If you fucking switch out their pen from a twisty pen to a clicky pen, it's not a difference, it's not a preference, it's a problem, and the new way is wrong, and it's your job to get them the damned pen they like.

Humans are great at adapting, but only when forced. Then they'll never stop bitching about how good it was in the past.

Re:Linux desktop is not dead. (1)

ceoyoyo (59147) | more than 4 years ago | (#29533177)

Okay, I've got a dual head Mac Pro here on my desk. It has to run Python and some cross platform C stuff, plus do some word processing now and then.

Yeah, Linux ALMOST makes it. It can do all of that stuff except setting up the second monitor is a PITA.

Thus, Shuttleworth's emphasis on usability testing. Linux is technically fantastic. Now what it desperately needs is some polish to make it not more trouble than it's worth on a regular basis.

Re:Linux desktop is not dead. (0)

mcgrew (92797) | more than 4 years ago | (#29533183)

What the Linux desktop really needs is a marketing budget.

Viral marketing needs no budget. We need to carry Linux nstall disks (your favorite distro) and evangelize. All of us Linux users. When your mom gets a virus, explain that Linux doesn't get viruses, that you don't need AV, that it's free, that all the applications come with the Linux install disks, that a home user no longer needs to log on, even to the internet (I use Mandriva, which logs the default user automatically, you only need a password for a secondary account or for root), that it can real Microsoft (don't know about apple) files and directories while Windows and Microsoft apps can't read Linux ones; that it's more stable, that it's as easy to use as Windows or more so, etc.

Then tell them the next time they get a virus you'll either install Linux or let them pay the Geek Squad.

If they absolutely need some Microsoft app (like one of the tax prep packages), install it dual boot with Linux as the default but disable networking in Windows. That's one thing I like about Windows -- its dirt simple to disable the internet.

To be so lucky... (5, Interesting)

Monkeedude1212 (1560403) | more than 4 years ago | (#29532907)

I've done a bit of software dev here and there, and I've never had the luxury of being near the users when they first prop it open.

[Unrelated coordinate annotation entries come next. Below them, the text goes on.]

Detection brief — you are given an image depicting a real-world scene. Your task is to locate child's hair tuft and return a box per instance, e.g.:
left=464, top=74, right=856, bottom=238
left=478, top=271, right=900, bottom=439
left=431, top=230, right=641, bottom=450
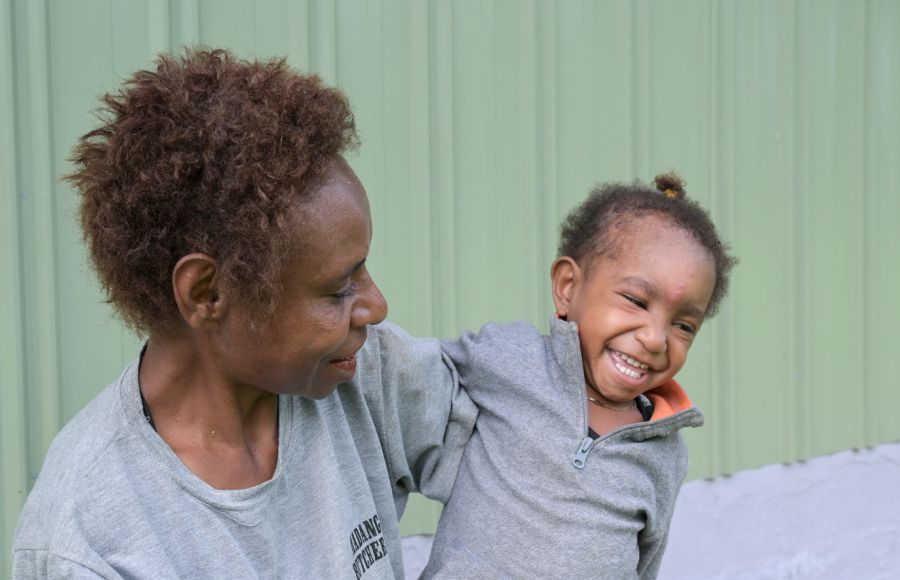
left=558, top=172, right=737, bottom=318
left=653, top=171, right=687, bottom=199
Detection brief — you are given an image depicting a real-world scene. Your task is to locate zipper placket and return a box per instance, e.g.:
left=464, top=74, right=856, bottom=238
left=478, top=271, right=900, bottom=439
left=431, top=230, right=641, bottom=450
left=572, top=405, right=690, bottom=469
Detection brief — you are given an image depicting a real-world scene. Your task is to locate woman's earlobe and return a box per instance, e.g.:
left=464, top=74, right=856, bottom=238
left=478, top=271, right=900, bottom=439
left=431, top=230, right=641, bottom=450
left=550, top=256, right=581, bottom=320
left=172, top=253, right=225, bottom=328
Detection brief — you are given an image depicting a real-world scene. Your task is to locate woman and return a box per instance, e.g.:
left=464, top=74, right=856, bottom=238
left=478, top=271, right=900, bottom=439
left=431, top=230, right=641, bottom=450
left=13, top=50, right=476, bottom=578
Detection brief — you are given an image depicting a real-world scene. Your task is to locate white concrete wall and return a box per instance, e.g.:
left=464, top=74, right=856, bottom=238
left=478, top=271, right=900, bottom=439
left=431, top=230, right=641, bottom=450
left=404, top=444, right=900, bottom=580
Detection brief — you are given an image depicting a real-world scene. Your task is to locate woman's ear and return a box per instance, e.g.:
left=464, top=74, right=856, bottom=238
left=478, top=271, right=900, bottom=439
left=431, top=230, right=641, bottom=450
left=172, top=253, right=226, bottom=328
left=550, top=256, right=581, bottom=320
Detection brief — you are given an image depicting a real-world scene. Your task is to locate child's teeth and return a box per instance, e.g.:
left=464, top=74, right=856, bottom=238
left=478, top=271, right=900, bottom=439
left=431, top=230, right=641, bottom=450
left=619, top=352, right=650, bottom=369
left=616, top=363, right=641, bottom=379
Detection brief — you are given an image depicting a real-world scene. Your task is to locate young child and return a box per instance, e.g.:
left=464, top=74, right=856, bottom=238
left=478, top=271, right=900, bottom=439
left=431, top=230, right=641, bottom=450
left=423, top=175, right=735, bottom=579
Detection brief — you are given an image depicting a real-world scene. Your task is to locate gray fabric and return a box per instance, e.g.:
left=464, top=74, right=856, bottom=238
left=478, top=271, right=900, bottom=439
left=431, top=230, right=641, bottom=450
left=13, top=324, right=477, bottom=579
left=423, top=320, right=703, bottom=580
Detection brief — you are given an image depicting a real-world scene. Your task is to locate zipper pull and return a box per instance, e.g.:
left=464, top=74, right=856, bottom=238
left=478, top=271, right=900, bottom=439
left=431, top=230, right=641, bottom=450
left=572, top=437, right=594, bottom=469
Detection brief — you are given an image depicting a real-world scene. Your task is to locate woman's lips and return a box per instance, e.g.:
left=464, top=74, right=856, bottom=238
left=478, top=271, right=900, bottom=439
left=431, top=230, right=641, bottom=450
left=331, top=354, right=356, bottom=376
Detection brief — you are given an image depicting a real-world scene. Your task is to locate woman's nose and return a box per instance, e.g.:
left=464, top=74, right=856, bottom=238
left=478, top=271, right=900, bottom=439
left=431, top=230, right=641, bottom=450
left=350, top=277, right=387, bottom=327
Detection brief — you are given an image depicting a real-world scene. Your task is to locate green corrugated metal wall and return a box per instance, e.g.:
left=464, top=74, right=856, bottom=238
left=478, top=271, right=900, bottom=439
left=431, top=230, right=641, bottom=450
left=0, top=0, right=900, bottom=571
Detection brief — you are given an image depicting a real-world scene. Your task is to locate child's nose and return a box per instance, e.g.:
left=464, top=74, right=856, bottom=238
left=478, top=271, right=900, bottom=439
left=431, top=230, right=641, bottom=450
left=635, top=320, right=668, bottom=354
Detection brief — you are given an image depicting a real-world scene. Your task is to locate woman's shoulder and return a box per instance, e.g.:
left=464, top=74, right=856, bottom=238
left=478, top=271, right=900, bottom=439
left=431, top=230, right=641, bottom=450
left=16, top=362, right=144, bottom=550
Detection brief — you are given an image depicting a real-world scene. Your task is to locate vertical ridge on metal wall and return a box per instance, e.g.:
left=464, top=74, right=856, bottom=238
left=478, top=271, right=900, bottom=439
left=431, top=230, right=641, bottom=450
left=428, top=0, right=459, bottom=337
left=0, top=2, right=29, bottom=574
left=17, top=0, right=62, bottom=490
left=863, top=0, right=900, bottom=445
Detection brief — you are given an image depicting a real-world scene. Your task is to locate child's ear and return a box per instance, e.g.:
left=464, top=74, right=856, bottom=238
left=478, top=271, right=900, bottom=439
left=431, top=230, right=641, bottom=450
left=172, top=253, right=226, bottom=328
left=550, top=256, right=581, bottom=320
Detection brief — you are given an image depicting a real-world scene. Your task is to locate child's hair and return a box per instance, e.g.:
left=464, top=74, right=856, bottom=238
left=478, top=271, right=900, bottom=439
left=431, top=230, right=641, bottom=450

For that reason, I've developed a habit of showing a beta to a nearby co-worker, or a friend, and ask them "Check this out."

And when they say "What is it?" - I haven't done my job right.

Re:To be so lucky... (5, Insightful)

Kell Bengal (711123) | more than 4 years ago | (#29533005)

This is a good point - if software doesn't explain itself, then it is broken. I believe this holds all the way from the top level to the basics. If the architecture of the system isn't well signposted and comprehensible, it fails. If an icon meaning is murky and there are no tooltips, it fails. Now you always have to assume some basic level competence on the part of the user (eg. knowing to type man to get program info, or knowing how to click with a mouse) but once you're part that, there is no reason why programs can't be self-explanatory, or at the very least self-documenting. I don't know how many times I've torn my hair out because the 'Help' menu's only item was "About".

Re:To be so lucky... (1)

DoofusOfDeath (636671) | more than 4 years ago | (#29533181)

This is a good point - if software doesn't explain itself, then it is broken.

Must explain itself to whom in order to not be broken? Does nuclear blast propagation simulation software really need to be self-explanatory to a retired waitress?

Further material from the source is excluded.